If the closed unit ball of Banach space has at least one extreme point, must the Banach space the be a dual space?

Question

Let $X$ be a Banach space. By Banach-Alaoglu and Krein-Milman Theorems, one can show that if $X$ is a dual space, then $X$ must have at least one extreme point of the closed unit ball.

I am interested in its converse. More precisely,

Question: Let $X$ be a Banach space. If the closed unit ball of $X$ has at least one extreme point, must $X$ be a dual space?

I feel that the statement above is negative. However, I could not produce a counterexample.

In fact, the only Banach spaces which I know that are not dual spaces are $c_0$ and $C_0(\mathbb{R})$ (the latter set is the collection of all real-valued continuous function vanishing at infinity) because both sets have no extreme point.

Answer 1

Every separable Banach space $X$ can be equivalently renormed so that every point in the unit sphere is an extreme point: Take an injective bounded linear operator $T$ from $X$ into $\ell_2$ and use $|x| := \|x\|_X + \|Tx\|_2$. Of course, there are many separable Banach spaces that are not isomorphic to a separable conjugate space, including (as Dirk pointed out) those that fail the Radon Nikodym property.

Answer 2

No.
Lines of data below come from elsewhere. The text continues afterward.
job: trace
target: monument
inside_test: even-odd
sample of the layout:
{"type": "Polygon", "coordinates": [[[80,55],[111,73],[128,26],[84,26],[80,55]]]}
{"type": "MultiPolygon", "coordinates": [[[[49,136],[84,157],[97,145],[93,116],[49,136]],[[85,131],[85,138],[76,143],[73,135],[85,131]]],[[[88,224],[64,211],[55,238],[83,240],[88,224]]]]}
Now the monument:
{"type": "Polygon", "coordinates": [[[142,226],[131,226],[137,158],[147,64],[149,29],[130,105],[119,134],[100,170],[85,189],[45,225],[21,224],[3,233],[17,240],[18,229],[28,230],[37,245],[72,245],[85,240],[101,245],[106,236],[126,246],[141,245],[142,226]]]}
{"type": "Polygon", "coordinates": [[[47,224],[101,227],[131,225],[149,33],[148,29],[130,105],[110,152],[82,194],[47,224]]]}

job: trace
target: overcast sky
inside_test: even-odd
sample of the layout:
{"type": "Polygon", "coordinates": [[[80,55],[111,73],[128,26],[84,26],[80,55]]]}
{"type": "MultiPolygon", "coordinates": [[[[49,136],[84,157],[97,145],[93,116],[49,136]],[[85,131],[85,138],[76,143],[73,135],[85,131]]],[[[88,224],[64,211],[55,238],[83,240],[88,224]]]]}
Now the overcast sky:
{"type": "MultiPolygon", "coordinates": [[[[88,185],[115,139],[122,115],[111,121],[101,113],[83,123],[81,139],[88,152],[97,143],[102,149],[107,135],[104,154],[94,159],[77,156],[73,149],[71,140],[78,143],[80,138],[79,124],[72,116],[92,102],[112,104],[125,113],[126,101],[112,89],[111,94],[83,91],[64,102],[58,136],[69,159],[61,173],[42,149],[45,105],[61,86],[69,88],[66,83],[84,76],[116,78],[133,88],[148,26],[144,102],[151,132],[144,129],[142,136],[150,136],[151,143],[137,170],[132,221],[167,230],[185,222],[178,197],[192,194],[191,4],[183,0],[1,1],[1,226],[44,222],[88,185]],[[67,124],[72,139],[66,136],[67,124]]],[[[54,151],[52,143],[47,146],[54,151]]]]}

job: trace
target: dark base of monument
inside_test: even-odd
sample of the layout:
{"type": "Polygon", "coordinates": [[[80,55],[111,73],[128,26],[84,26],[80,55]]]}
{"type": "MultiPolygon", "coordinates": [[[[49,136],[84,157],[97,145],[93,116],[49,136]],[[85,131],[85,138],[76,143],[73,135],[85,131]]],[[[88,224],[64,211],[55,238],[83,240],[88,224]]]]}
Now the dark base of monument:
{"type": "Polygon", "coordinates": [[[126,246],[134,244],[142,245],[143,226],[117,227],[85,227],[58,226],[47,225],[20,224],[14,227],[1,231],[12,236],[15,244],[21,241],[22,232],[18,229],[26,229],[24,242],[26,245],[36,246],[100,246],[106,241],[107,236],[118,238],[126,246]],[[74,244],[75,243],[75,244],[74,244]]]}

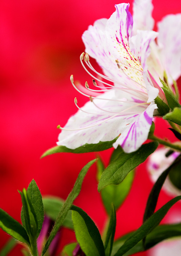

Let $X$ and $Y$ be Banach spaces, and set $Z=X\oplus Y$, with $\||(x,y)|\|:=\|x\|+\|y\|$. Assume that $x$ is a extreme point of $X$ with $\|x\|=1$. Then $(x,0)$ becomes an extreme point of $Z$; indeed, if $$(x,0)=\frac12(a,y)+\frac12(b,z)$$ for $(a,y),(b,z)$ in the unit ball of $Z$, we then have $a=x=b$, since $x$ is an extreme point, but then $1=\|x\|=\|a\|\leq\||(a,y)|\|\leq 1$, so $y=0$, and analogously, $z=0$.

So, $L^2(\mathbb R)\oplus L^1(\mathbb R)$, is not a dual space, but its unit ball has extreme points.